With stepparents these days, the emphasis is no longer on parent, but on step - someone to be walked on. The stepparent is effectively disempowered by the "real" parent. The "real" parent enables the child's disrespect of rules as well as of the stepparent. (Paraphrasing John Rosemond).


  1. I wanted to drop you a quick note and tell you how much I enjoy reading your blog. I write for a treatment blog for youth treatment and I think a lot of your posts could be really helpful to the families who follow us. Are you intersted in having us repost any of your posts with links pointing to your blog? Either way, I hope you get a chance to check us out at We are now following your blog and a follow back from you would mean a great deal.

    Thanks so much-

    Cynthia Bond

    1. Hi Cynthia,

      Thanks for the compliment. Please feel free to re-post any of the posts.

  2. The last one about step parents: For a lot of step parents, it is very obvious that they have no interest in being parents of any kind. They are useless to their step kids, they do not love them, and they should stay out of a step kid's hair.

    I have heard and seen so many horror stories that I now have rules. If I ever have children and consider marrying someone not their father, it will be a prerequisite that he is able to bond with them and that he does not try to make me choose him over them. I will not sacrifice a relationship with my future children for a man who does not care about them.

    My other rule is that I will leave money to my kids. I would leave some to their step father...but I did not work so that my future children could inherit nothing when I pass on. I would want to make sure they are taken care of, and my fear would be that a step parent would not support them if I died.

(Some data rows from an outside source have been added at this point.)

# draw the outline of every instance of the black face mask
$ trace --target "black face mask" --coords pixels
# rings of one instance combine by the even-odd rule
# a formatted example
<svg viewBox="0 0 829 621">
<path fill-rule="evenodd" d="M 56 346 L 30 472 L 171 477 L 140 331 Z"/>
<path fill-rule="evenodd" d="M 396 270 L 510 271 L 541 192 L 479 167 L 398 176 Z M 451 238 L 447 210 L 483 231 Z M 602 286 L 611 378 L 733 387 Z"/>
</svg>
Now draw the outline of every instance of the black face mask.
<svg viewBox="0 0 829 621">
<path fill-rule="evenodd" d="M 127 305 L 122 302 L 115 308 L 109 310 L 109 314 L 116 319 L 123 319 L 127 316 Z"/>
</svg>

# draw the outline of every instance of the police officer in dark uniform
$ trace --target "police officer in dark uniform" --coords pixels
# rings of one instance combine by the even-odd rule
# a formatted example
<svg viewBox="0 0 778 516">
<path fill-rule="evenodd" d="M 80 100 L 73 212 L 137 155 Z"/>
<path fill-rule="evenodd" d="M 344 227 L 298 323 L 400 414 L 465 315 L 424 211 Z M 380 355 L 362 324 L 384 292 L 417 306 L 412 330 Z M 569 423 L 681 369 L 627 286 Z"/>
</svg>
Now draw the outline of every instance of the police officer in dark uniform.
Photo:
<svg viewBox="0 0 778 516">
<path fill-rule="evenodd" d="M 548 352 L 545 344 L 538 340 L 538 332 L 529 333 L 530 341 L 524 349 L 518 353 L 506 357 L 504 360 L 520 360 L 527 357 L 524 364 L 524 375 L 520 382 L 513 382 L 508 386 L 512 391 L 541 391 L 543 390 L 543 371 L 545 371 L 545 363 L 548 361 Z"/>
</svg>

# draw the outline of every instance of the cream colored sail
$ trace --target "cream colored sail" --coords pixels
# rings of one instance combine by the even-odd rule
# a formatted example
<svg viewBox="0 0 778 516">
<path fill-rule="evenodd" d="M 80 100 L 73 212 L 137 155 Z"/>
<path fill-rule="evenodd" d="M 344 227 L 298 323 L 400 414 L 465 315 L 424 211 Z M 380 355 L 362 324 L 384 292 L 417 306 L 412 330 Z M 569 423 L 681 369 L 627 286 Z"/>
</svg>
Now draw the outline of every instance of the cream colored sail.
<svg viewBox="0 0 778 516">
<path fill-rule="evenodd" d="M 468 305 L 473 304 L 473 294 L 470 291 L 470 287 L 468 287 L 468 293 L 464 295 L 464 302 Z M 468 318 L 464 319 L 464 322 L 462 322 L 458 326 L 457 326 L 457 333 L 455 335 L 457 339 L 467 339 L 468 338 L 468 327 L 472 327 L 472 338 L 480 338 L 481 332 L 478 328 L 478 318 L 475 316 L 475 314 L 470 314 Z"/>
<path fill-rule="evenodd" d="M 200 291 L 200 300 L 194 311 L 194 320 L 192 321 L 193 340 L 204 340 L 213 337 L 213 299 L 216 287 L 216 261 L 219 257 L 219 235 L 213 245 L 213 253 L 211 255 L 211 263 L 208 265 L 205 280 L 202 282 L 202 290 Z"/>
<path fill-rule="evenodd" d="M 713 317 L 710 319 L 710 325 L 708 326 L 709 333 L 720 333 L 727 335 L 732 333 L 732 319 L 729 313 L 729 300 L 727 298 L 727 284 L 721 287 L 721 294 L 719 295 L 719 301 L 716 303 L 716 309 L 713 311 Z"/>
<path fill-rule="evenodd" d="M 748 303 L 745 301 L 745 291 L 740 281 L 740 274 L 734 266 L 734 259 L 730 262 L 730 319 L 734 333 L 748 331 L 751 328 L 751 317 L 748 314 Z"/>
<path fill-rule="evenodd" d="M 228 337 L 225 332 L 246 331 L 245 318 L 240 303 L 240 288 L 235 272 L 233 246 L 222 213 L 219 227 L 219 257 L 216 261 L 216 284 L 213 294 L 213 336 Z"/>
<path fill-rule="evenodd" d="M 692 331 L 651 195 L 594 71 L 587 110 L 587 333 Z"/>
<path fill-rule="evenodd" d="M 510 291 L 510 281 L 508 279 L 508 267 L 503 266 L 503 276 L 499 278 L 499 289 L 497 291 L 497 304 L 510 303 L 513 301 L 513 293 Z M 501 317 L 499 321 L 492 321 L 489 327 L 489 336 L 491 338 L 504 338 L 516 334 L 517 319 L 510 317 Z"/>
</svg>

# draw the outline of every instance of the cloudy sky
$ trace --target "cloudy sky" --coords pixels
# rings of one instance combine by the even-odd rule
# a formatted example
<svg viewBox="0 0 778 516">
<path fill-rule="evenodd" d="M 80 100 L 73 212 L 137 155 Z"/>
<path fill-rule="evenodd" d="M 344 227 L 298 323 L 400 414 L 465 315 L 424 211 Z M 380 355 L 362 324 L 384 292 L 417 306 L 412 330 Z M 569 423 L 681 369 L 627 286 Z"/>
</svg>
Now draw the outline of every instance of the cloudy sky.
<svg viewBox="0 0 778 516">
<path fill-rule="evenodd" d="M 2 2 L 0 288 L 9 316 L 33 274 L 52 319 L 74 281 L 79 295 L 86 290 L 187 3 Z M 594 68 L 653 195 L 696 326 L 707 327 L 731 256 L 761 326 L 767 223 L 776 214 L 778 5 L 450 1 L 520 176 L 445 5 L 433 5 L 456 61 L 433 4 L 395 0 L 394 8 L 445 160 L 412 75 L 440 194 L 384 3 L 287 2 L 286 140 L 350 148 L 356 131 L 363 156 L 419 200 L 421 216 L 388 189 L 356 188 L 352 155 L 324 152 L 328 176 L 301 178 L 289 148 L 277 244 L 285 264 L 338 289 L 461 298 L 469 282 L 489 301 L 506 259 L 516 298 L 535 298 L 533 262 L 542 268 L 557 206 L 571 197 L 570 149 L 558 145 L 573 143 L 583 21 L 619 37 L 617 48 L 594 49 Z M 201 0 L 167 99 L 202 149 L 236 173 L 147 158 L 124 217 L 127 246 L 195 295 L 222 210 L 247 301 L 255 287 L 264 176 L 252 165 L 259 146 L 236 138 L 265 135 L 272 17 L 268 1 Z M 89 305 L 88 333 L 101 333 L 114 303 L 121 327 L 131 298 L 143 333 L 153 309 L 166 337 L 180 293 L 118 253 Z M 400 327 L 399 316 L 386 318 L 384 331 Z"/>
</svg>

    I remember reading about Yoko Ono, step parent to Julian Lennon. When John died, he left nothing to his son Julian. Yoko took everything. She sold Julian's birthday cards that he had made for John at auction as well as many other things like his toys. Julian had to go to auctions to buy back his father's things so that he could have keepsakes of him. Those two went to court for decades after John Lennon's death. And I am sure John left Yoko everything with the expectation that she would support her step son. I highly doubt he thought she would sell such highly personal things, and cut out his son to the extent that she did.

    I don't see step parents as getting walked on usually...There is a reason for the "evil stepmother" stereotype.

    As you can tell, I had an "evil stepmother." The emphasis was on "step" on the stepchildren. The "mother" part was silent.

    1. Henrietta,

      Thanks for your comment.

      Of course the type of problem you are describing with stepparents is also, unfortunately, very common, if not more common, than the one Rosemond is talking about.

      Certainly among the adult patients I see an abusive stepparent is far more common than one where the natural parent enables their child and won't let the stepparent do anything. (On the other hand, what I call the Freddie the Freeloader/Minnie the Moocher stepchild is less likely to come to therapy).

      Stepparents are far more likely to be sexually abusive than natural parents.

      Just as with anything else, either extreme is trouble.

  3. Do you have any studies that show the disparity of abuse between stepparents and natural parents?

    1. Dr. De Carvalho,

      Obviously good data is hard to come by because both victims and perpetrators of child sexual abuse hide their experiences, and one also has to take into account the percentage of natural versus blended families that are present in any sample one looks at.

      I am talking here only about child sexual abuse, because other forms of abuse may not be more common with step vs. natural parents.

      I have seen references that say that sexual abuse is more common with step parents, but would have to do a literature search. However, you can see a literature summary in "Childhood Sexual Abuse: A Reference Handbook" By Karen L. Kinnear, page 8. She mentions four studies that she bases this on.